Look, I know that you are 36 because you said so, and you are probably feeling that panicky desperation of wanting kids before your ovaries shut down. But I think that you have probably been feeling that way for a year or so and the only reason you haven't dumped this man is because you can't face 'starting again'. So what you are doing is trying everything you can think of to turn what sounds like a fairly selfish, useless bellend into the perfect husband and father.

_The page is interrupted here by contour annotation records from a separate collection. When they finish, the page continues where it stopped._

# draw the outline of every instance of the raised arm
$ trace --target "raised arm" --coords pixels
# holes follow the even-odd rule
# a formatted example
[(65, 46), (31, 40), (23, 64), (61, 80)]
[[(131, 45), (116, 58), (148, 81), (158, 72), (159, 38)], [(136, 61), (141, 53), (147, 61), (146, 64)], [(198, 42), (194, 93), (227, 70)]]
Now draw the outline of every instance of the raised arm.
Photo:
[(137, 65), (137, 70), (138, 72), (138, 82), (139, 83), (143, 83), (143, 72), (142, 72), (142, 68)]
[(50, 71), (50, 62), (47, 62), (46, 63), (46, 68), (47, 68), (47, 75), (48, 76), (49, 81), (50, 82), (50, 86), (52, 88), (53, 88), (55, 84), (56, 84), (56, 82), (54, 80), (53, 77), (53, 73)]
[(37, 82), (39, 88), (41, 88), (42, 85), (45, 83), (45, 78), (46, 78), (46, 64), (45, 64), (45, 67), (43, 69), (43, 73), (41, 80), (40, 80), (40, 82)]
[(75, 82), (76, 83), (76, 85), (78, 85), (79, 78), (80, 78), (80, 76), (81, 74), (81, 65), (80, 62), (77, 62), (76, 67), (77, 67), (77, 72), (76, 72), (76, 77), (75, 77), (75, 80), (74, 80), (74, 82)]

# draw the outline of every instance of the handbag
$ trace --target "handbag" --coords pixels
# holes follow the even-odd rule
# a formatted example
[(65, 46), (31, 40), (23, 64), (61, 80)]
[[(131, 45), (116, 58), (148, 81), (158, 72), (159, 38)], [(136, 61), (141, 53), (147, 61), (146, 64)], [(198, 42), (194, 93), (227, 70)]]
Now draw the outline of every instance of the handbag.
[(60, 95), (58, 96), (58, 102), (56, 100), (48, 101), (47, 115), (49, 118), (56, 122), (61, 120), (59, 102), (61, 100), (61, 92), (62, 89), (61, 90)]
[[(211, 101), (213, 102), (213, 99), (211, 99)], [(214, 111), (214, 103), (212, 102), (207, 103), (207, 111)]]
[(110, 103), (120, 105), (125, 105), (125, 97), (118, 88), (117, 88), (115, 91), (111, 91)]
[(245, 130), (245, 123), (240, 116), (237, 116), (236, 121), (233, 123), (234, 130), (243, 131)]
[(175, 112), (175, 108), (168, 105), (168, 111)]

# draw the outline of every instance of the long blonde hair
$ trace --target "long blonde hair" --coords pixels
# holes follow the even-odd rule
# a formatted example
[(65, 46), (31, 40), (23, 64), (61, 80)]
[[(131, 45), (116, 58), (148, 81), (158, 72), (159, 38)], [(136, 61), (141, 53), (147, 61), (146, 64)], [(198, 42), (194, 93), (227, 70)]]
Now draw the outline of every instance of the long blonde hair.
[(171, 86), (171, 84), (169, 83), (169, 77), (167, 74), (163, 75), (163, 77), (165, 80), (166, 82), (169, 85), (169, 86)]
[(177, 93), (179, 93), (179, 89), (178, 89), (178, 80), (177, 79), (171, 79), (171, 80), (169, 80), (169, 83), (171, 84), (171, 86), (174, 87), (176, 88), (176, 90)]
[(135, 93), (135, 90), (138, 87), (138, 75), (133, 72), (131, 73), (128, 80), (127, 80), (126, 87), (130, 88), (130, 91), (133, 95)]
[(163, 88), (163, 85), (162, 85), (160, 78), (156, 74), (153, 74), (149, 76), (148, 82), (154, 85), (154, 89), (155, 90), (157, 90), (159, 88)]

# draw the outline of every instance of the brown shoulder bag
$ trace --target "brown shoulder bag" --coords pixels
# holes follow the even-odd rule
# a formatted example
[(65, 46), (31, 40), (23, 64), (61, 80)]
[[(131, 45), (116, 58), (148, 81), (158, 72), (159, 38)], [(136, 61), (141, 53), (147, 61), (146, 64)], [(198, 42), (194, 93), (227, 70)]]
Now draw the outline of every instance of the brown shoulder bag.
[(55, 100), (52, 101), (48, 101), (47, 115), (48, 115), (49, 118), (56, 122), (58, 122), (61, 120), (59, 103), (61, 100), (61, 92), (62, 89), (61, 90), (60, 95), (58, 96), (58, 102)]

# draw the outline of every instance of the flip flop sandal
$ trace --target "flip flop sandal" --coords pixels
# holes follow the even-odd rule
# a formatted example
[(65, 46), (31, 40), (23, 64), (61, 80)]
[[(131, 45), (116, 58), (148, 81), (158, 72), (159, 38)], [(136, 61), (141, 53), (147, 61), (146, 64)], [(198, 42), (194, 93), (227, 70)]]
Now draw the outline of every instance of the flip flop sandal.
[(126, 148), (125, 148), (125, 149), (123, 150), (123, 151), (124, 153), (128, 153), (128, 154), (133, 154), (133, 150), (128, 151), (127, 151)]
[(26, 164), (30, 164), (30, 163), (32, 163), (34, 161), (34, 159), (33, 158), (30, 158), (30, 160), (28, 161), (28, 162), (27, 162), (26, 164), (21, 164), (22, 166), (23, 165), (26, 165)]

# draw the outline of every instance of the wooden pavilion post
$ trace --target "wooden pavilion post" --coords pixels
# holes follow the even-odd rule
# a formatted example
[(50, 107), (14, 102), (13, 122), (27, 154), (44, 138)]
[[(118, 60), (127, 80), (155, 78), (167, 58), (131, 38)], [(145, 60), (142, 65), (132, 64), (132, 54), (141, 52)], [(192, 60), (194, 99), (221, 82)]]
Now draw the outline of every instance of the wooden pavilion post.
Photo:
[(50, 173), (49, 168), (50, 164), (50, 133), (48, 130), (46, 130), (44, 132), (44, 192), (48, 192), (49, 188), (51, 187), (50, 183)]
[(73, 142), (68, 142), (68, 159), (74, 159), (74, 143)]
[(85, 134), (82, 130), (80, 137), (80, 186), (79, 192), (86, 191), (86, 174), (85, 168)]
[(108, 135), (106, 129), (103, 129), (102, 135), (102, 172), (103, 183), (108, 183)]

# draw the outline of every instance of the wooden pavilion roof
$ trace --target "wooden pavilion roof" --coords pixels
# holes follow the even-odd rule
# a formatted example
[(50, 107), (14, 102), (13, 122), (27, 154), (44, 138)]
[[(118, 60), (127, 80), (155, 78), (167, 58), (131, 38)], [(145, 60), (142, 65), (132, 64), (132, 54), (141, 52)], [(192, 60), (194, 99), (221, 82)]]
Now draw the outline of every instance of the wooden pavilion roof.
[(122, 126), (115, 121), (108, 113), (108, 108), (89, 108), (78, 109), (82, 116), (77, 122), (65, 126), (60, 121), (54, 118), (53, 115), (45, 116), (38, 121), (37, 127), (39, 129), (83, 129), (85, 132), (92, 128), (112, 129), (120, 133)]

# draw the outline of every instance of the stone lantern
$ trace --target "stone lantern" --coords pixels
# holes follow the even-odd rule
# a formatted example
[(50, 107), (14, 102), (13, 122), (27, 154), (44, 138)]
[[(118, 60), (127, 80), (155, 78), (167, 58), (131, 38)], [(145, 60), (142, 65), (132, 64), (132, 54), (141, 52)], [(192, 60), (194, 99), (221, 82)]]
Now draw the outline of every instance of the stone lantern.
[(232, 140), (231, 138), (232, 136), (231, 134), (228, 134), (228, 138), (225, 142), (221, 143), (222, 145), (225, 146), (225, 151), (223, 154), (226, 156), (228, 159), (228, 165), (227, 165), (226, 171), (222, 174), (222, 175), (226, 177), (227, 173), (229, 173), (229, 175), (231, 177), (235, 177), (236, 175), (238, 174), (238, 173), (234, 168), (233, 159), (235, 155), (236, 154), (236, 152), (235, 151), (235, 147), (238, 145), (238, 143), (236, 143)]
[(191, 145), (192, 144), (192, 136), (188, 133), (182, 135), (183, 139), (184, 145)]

It can't be done. Stop wearing yourself out trying. You don't have to have a couple-relationship to have kids, if kids is what you want more than anything else. There are sperm donors and/or fostering/adoption - or getting impregnated by someone who also wants kids and has no suitable partner - or just getting impregnated by some random.

Or, by leaving this bloke you give yourself more of a chance of meeting one who is both good partner material for you and who wants kids as well. BTW, while a woman's fertility declines as she gets older, it doesn't stop dead on your 37th birthday. I had my DS at 39 and he was an unplanned big surprise.

Anna1976 Mon 01-Oct-12 02:20:41

Blackcurrants, Chasedbybees & justbogoffnow - I think I agree here.

I am quite frightened of chucking away what could be so utterly brilliant if we could just get some stuff straightened out. I don't really have any model for successful happy relationships. From spending far too much time on Mumsnet i am beginning to realise that this is unlikely to change and isn't good enough.

justbogoffnow Mon 01-Oct-12 02:21:20

Can't do essays anymore - arthritic fingers = ouch!

Anna1976 Mon 01-Oct-12 02:23:32

SGB - crosspost - your assessment is astute.

Minimonty - thanks for your essay - I loved it.

cheesestrung Mon 01-Oct-12 02:26:04

would you consider some relate sessions together to make things clearer? there is a relate book "before you say you do" which might help you clarify how you feel about this man

cheesestrung Mon 01-Oct-12 02:26:55

sorry its late... "before you say I do"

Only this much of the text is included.